Ahora bien, chirlo se entiende aquí como un término genérico, sinónimo de "bofetada" (que puede ser aplicada en cualquier parte del cuerpo). Una _cachetada_ sí se entiende directamente hecha sobre el _cachete, _lo mismo que _chaschás_ sólo puede ser _en la colita, _como aprendimos todos en el jardín de infantes de la mano de cierto proboscidio 
Por lo demás, los lingüistas reconocen al menos las siguientes áreas en Argentina: Noroeste, Litoral, Cuyo, Córdoba-Centro (Córdoba y San Luis), Pampa-Patagonia.

Saludos.


----------



## Lexinauta

El DRAE señala, como 3a. acepción de *'chirlo'*:

*3.* m. germ. Golpe que se da a alguien.


----------



## Bien Al Sur!

Buenas... Si, chirlo es siempre en la cola, como lo es cachetada en un cachete...

Saludos!


----------



## Namarne

Calambur said:


> Lo que no se me ocurre es un sinónimo de "chirlo" ("nalgada" tal vez podría ser, pero por aquí no la entenderían).
> ¿Alguien sabe alguno?


A mí no se me ocurre ningún sinónimo para una palmada en el trasero; *nalgada *podría ser, pero nunca lo oí usar. Lo único que uno imagina siempre propinado en la cola sería una *azotaina*, pero eso ya es más de _una _palmada. (Como también una *zurra*).


----------



## Doktor Faustus

@Bien al Sur!
Por favor, leé con atención mis entradas, porque en el Norte (que también existe) _chirlo _se utiliza en sentido genérico.


----------



## Calambur

¡Qué lío!

*Faustus*:
_“Una cachetada sí se entiende directamente hecha sobre el cachete, lo mismo que chaschás sólo puede ser en la colita,…”_
Entonces es sobre el _cachete_ en su acepción de _nalga_.
Digo, porque en otras acepciones el cachete es parte de la cara.
Aquí, la cachetada es en la cara, no en las nalgas.

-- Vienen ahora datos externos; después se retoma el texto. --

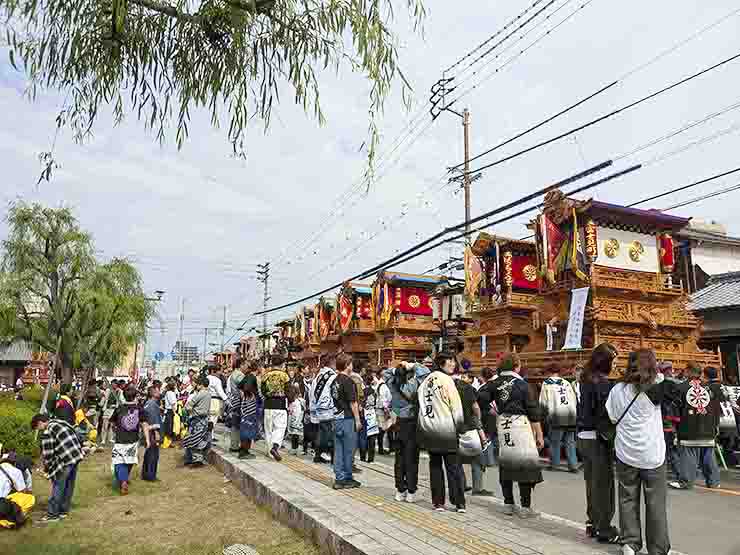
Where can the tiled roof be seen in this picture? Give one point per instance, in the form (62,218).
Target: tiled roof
(708,236)
(722,291)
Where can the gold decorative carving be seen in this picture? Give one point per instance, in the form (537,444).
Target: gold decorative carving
(636,251)
(530,272)
(611,248)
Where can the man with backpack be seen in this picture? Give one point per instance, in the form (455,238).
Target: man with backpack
(322,411)
(558,400)
(700,411)
(61,454)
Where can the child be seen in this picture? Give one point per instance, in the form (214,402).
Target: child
(296,410)
(249,425)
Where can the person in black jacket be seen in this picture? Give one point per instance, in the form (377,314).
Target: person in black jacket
(519,433)
(698,428)
(598,462)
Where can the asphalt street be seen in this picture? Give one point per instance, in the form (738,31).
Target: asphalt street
(702,521)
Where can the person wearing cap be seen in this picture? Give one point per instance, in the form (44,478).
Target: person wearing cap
(198,441)
(700,412)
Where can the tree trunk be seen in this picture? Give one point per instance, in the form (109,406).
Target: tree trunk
(56,359)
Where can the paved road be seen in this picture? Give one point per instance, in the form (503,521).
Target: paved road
(702,522)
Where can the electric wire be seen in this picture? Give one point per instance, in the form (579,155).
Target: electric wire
(608,115)
(619,80)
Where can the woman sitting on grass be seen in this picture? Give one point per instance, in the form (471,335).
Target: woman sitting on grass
(127,422)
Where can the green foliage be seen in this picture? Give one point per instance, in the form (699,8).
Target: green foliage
(54,293)
(161,58)
(15,426)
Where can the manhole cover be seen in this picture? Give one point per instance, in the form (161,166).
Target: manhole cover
(239,549)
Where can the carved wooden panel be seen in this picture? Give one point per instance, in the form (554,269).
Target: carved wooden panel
(654,315)
(625,280)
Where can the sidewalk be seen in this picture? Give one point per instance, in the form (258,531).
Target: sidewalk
(368,521)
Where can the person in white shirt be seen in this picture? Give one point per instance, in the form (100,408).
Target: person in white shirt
(170,407)
(634,406)
(218,396)
(13,479)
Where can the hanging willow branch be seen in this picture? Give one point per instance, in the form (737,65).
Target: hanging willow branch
(160,59)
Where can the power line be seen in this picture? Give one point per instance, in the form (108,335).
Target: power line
(492,37)
(606,116)
(678,131)
(685,187)
(445,231)
(619,80)
(704,197)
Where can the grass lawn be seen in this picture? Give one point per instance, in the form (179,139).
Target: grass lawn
(188,512)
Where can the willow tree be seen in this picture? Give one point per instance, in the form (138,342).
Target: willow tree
(160,59)
(55,294)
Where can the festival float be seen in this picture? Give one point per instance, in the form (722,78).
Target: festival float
(403,315)
(326,332)
(502,299)
(354,320)
(308,348)
(606,276)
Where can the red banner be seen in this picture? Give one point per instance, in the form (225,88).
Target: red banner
(364,310)
(666,253)
(414,300)
(553,240)
(524,272)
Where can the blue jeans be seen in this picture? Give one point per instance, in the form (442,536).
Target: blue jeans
(558,436)
(691,457)
(151,461)
(345,439)
(62,490)
(122,472)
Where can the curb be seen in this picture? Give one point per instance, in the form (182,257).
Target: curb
(296,510)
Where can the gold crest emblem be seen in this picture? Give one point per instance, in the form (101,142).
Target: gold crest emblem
(530,272)
(636,251)
(611,248)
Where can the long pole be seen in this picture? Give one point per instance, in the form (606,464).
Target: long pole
(223,331)
(466,174)
(264,273)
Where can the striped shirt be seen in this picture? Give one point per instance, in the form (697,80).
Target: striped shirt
(60,447)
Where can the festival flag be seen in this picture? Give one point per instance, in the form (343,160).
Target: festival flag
(346,311)
(473,275)
(667,260)
(414,300)
(389,306)
(363,307)
(524,272)
(578,255)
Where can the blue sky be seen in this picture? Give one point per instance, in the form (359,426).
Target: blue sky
(198,221)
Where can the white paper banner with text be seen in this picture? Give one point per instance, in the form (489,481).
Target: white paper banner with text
(574,334)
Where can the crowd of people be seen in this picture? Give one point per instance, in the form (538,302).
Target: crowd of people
(649,431)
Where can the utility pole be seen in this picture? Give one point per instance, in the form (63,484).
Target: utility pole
(466,174)
(439,104)
(223,331)
(264,276)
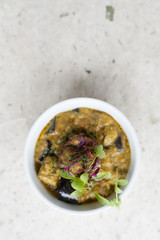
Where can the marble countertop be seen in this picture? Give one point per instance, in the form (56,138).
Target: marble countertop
(53,50)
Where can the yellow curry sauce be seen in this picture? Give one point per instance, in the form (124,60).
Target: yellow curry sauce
(57,144)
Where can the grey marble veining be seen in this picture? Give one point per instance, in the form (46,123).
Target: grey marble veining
(53,50)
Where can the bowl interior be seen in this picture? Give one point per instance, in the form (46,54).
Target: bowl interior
(45,118)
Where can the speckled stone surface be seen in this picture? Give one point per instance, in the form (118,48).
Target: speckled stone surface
(53,50)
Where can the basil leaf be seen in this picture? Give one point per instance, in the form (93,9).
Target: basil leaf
(102,175)
(122,182)
(76,194)
(99,151)
(115,202)
(66,175)
(118,190)
(78,184)
(84,178)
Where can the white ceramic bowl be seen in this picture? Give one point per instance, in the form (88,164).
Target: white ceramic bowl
(36,130)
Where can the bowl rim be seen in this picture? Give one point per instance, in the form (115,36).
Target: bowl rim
(69,102)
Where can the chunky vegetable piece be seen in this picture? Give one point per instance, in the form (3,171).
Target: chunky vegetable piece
(83,155)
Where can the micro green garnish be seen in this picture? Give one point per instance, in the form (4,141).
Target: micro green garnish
(66,175)
(82,183)
(116,201)
(106,175)
(99,151)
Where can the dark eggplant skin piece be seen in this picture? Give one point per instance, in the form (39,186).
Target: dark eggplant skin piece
(76,110)
(119,144)
(52,127)
(46,151)
(64,189)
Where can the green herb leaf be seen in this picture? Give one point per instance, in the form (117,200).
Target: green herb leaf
(84,178)
(118,190)
(99,151)
(122,182)
(102,200)
(115,202)
(78,184)
(76,194)
(102,175)
(66,175)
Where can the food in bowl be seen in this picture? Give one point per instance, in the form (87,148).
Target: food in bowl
(83,155)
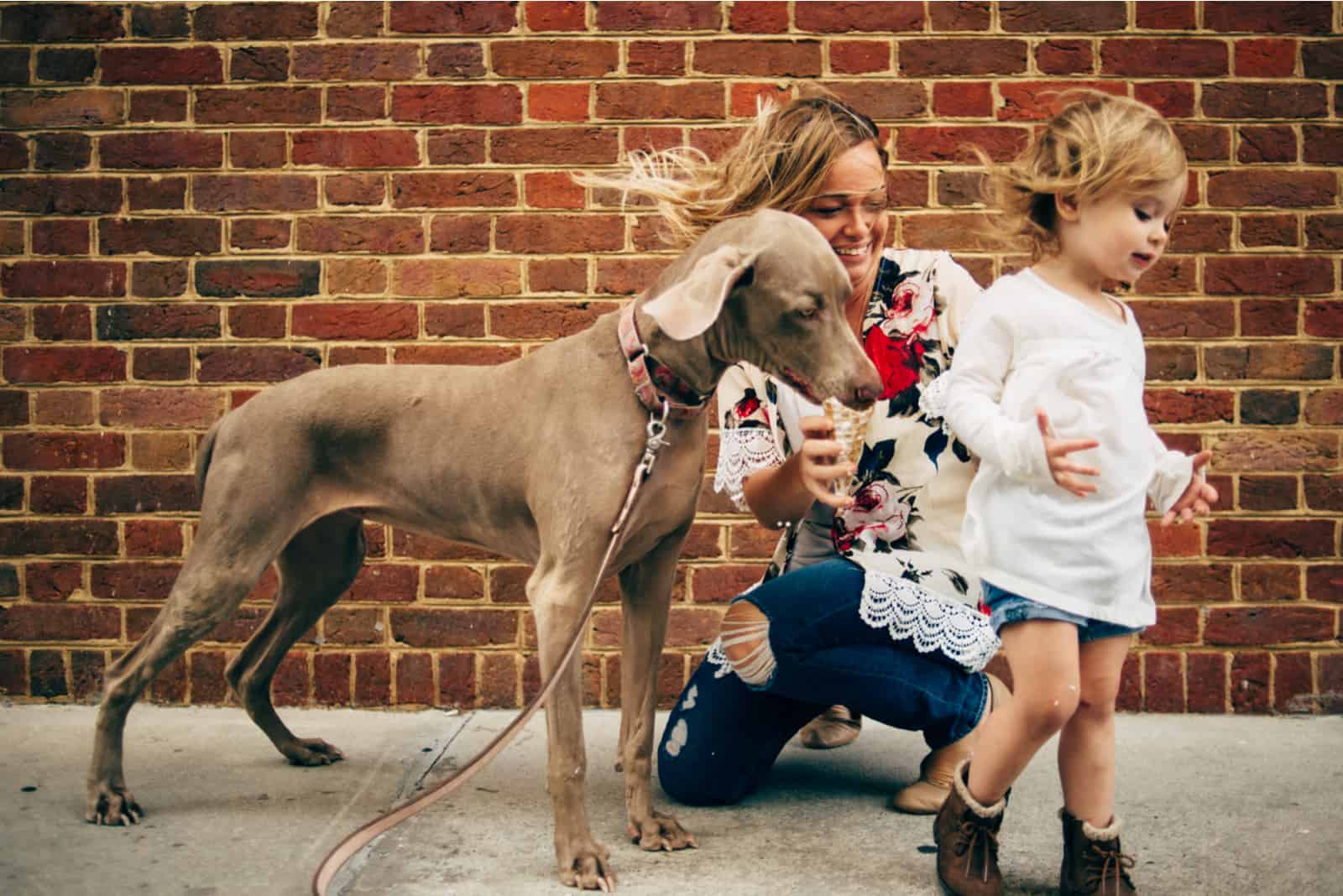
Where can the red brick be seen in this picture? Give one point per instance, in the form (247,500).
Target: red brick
(34,109)
(161,66)
(1322,143)
(453,278)
(456,60)
(555,147)
(527,233)
(362,60)
(1307,19)
(386,235)
(255,20)
(1269,538)
(1325,582)
(758,58)
(453,18)
(458,103)
(158,105)
(84,537)
(1163,681)
(935,143)
(1065,56)
(644,101)
(1172,98)
(161,149)
(937,56)
(1163,58)
(1268,100)
(261,364)
(355,20)
(60,152)
(60,195)
(1268,275)
(356,320)
(833,18)
(555,58)
(60,237)
(356,103)
(656,58)
(60,22)
(449,190)
(651,16)
(1206,681)
(860,56)
(557,16)
(259,105)
(1061,16)
(259,63)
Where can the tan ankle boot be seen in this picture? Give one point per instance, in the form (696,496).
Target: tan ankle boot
(926,795)
(834,727)
(1094,862)
(967,841)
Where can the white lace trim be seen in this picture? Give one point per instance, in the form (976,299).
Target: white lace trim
(931,623)
(740,454)
(933,400)
(719,659)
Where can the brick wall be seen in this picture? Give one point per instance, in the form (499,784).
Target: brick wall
(198,201)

*Bien Al Sur!:* _“Si, chirlo es siempre en la cola, como lo es cachetada en un cachete...”_
Es el mismo cachete al que se refiere Faustus ¿no? (¿o no?, vos decime).
Por aquí, la cachetada es en la mejilla.

_“Creo q Chirlo se dice en todo el pais, es muy argentina, pero no creo q haya lugares donde no se sepa que significa..._
_Soy del Conurbano Bonaerense (Quilmes) pero en todo el pais se sabe lo q es un chirlo.”_
El problema es que se entienden distintas cosas… (unos entienden que es en la cara, y otros que es en las nalgas).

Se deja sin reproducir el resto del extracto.